Editorial: The day life changed

Published 1:15 pm Saturday, September 11, 2021

Editor’s note: This editorial was first published on Sept. 12, 2001 in the Salisbury Post. We’re republishing it today for the 20th anniversary of the Sept. 11th, 2001 terrorist attacks on the U.S.

For many of us here in Salisbury, the sense of unreality that accompanied the horror of Tuesday’s terrorist attack on our nation was heightened by the seeming normalcy outside our own windows and doors.

While dragon tongues of fire licked at the heart of the nation’s financial and military centers and acrid smoke obscured the sky, a late-summer sun cast its sultry warmth over our flower-bordered lawns and quiet lanes. While ash-covered accountants and CEOs and secretaries staggered ghostlike through Manhattan’s hellish streets, pedestrians strolled along Salisbury’s pleasant byways, going to lunch or to the library, to grocery stores or hair salons.

In cities and towns across America, those same scenes formed the panorama of an ordinary day, even as newscasts spoke of extraordinary death and destruction and evil beyond imagining. Nothing had changed — and everything had changed. Our world was the same — and it was spinning horribly out of control.

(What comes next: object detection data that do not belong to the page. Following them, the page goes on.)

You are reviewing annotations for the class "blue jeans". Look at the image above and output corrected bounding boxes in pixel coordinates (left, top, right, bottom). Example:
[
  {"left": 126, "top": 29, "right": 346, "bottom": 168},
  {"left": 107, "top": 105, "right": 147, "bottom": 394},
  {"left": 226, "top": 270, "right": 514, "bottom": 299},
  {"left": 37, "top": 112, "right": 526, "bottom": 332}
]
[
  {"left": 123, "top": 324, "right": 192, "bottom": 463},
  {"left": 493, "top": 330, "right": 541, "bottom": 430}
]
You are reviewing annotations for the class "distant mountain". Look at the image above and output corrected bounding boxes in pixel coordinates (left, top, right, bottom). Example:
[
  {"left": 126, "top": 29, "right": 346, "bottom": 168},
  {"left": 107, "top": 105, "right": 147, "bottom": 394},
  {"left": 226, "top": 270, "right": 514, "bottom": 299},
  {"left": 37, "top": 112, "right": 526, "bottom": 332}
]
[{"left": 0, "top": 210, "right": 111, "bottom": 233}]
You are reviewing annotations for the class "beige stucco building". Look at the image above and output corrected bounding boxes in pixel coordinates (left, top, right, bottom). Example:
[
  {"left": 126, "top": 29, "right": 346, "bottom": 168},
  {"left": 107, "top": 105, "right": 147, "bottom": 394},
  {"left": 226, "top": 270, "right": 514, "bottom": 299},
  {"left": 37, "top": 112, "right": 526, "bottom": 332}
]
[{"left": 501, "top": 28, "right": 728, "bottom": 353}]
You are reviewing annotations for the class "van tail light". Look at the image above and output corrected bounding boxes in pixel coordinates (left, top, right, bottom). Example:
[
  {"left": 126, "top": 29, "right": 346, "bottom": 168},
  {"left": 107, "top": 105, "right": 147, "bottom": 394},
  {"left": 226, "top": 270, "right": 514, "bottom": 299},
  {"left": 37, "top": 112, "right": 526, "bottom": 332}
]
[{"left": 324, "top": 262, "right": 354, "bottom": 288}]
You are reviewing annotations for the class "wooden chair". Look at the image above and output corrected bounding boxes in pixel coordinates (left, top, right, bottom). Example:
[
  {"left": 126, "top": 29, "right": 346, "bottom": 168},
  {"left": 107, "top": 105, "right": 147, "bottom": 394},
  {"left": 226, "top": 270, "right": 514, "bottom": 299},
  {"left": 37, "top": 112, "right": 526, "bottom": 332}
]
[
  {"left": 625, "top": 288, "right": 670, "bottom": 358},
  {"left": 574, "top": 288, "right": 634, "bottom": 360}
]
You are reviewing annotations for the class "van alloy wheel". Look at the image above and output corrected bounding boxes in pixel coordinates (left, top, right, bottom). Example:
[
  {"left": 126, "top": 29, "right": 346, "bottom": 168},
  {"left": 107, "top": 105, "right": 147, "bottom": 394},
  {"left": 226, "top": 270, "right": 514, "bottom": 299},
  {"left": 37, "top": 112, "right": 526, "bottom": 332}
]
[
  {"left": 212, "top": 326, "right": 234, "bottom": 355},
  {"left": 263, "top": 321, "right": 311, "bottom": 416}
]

We had watched similar scenes of destruction before as our own lives flowed calmly on, but  — except for the aberration of Timothy McVeigh — the devastation had been in Belfast or Beirut or Jerusalem or some other distant place wracked by civil strife or holy war. And perhaps, pondering the violence and vulnerability of life in such places, we had momentarily wondered how those people could go about their daily business in the shadow of such brutal circumstances.

Now, we know — or we are in the process of learning — what people in those places know. They go on because they must go on. To do otherwise is to surrender to the fear and chaos that terrorism strives to create. These attacks were not designed to destroy our country so much as humble and humiliate it, to erode our belief in our institutions and ourselves. As President Bush noted in his speech to the nation Tuesday night, this was an attack on an ideal, on a way of life, on a system of beliefs that shines as “the brightest beacon in the world.”

In response to this extraordinary attempt to dim that beacon, the United States will focus its military and counterintelligence powers on tracking down the extremists who were behind the attack and those who harbored and abetted them. It should be implacable in its determination to find those who orchestrated this murderous attack and bring them to justice. We also should exercise similar resolve in taking whatever security measures are necessary to guard our airports, business and financial centers and government complexes against future acts of terrorism.

Beyond the officials’ response, there’s the outpouring of personal responses. Those were evident in the prayers for healing and peace being raised at churches here and across the nation, in the donors flocking to Red Cross offices to give blood for those injured in the attacks, and in the sense of solidarity and shared purpose that has always brought Americans together when confronted with an outside threat.

The personal response will be evident also on the streets of Salisbury this morning as, God willing, the sun rises again on a world where everything has changed — and nothing has changed. Let us find comfort and hope in its sultry warmth, and in the knowledge that the beliefs we hold dear are stronger than the evil that would destroy it.